Afin de faire entendre la voix des enfants et favoriser le dialogue entre enfants et parlementaires, une rencontre s’est tenue hier à Dakar. Organisée par le Réseau des parlementaires pour la protection de l’environnement, la Commission développement durable et transition écologique de l’Assemblée nationale, en partenariat avec l’Unicef et la Conafe, cette rencontre d’échanges entre députés et membres des Conseils municipaux des enfants (Cme) est une occasion pour ces derniers de soumettre leurs doléances aux parlementaires.
Par Idrissa NIASSY
La voix des enfants franchit un nouveau cap dans l’espace institutionnel sénégalais. Réunis dans la capitale sénégalaise, Dakar, 77 maires et mairesses issus des Conseils municipaux d’enfants (Cme) des régions de Tambacounda, Kédougou, Kolda, Sédhiou, Dakar, Thiès et Saint-Louis, ont formulé hier un plaidoyer commun destiné à être porté devant l’Assemblée nationale du Sénégal, marquant ainsi une étape importante dans la participation citoyenne des plus jeunes.
Âgés de 8 à 18 ans, ces jeunes élus locaux, venus de plusieurs régions du pays, ont pris part à une rencontre nationale de trois jours (23 au 25 mars 2026) organisée à Dakar. Objectif : structurer leur réseau et faire entendre leurs préoccupations auprès des décideurs publics. Après ces jours d’échanges, de débats et de partage d’expériences, ils ont élaboré un message commun regroupant leurs principales doléances. Cette plateforme revendicative a été transmise aux députés afin d’influencer les politiques publiques en faveur de l’enfance.

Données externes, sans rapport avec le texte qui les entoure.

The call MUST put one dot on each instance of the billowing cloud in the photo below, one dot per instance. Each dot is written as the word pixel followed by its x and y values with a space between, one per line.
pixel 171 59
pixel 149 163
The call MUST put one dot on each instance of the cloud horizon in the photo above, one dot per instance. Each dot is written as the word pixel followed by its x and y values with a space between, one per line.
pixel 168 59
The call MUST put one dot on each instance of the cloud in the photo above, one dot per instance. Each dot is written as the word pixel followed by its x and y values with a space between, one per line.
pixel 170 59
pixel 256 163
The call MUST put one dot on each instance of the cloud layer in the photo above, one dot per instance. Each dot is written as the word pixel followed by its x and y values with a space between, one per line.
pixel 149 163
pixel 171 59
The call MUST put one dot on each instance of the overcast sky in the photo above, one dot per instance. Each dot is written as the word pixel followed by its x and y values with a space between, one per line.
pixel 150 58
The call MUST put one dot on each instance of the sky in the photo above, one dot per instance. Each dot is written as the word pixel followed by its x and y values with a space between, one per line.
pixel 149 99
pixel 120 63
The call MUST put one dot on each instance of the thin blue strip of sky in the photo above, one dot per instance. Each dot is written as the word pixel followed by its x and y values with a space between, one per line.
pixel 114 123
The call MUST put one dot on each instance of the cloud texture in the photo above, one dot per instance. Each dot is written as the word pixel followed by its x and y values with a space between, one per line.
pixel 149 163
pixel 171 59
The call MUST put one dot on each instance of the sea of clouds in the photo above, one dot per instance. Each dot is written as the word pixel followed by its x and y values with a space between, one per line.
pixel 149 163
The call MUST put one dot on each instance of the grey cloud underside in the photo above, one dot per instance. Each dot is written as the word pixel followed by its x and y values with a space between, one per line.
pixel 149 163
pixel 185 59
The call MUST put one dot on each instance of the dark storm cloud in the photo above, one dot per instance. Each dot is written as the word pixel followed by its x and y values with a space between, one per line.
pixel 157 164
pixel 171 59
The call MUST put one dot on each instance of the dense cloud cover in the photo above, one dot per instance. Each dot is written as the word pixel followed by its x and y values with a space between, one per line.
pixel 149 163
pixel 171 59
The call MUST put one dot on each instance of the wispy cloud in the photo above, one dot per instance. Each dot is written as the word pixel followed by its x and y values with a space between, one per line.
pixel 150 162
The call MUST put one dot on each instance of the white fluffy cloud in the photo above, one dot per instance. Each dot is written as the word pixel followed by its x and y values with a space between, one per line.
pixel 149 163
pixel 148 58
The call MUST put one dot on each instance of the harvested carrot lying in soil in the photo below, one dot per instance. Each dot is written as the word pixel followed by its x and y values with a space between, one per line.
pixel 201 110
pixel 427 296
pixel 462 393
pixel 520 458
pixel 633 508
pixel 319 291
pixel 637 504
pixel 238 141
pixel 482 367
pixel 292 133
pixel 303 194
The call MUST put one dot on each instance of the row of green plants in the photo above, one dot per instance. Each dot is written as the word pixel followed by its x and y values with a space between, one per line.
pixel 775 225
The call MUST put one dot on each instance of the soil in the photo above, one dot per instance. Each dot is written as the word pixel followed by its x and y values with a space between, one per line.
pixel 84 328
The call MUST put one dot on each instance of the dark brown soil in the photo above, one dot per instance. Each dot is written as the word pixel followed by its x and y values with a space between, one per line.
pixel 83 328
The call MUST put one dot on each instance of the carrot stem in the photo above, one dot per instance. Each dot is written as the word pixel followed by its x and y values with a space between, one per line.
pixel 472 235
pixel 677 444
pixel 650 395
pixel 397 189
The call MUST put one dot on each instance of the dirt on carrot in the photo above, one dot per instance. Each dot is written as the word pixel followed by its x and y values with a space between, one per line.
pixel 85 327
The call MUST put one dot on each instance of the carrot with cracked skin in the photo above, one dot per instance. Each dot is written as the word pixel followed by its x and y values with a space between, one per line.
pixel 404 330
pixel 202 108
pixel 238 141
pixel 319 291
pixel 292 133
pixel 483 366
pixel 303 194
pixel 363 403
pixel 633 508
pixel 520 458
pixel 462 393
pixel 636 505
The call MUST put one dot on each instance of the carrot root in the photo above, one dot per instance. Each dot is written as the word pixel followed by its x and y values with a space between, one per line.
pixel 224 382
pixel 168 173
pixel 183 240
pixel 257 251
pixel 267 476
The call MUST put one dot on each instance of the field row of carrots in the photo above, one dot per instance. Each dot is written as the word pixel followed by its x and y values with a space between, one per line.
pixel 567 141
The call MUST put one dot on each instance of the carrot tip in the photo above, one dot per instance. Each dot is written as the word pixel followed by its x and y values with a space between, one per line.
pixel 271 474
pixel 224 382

Venu représenter le président de l’Assemblée nationale à cette rencontre, l’honorable député Samba Dang, 5ème vice-président de l’Assemblée, et président du Réseau des parlementaires pour la protection de l’environnement, a d’abord salué cette initiative, avant de féliciter l’Unicef et la Coalition nationale des associations et Ong en faveur de l’enfant (Conafe). Pour lui, les doléances des 77 maires et mairesses ont été entendues et seront remises à qui de droit. « Nous sommes obligés de prendre en compte les doléances des enfants parce qu’une société est toujours déterminée par l’éducation qu’on donne à ses enfants », s’est-il justifié. Et de poursuivre : « On est aussi obligé de les accompagner par rapport à l’initiative de l’Unicef. C’est pourquoi, nous sommes là au nom du président de l’Assemblée Nationale, El Malick Ndiaye, et nous avons entendu les doléances, surtout les plus importantes ».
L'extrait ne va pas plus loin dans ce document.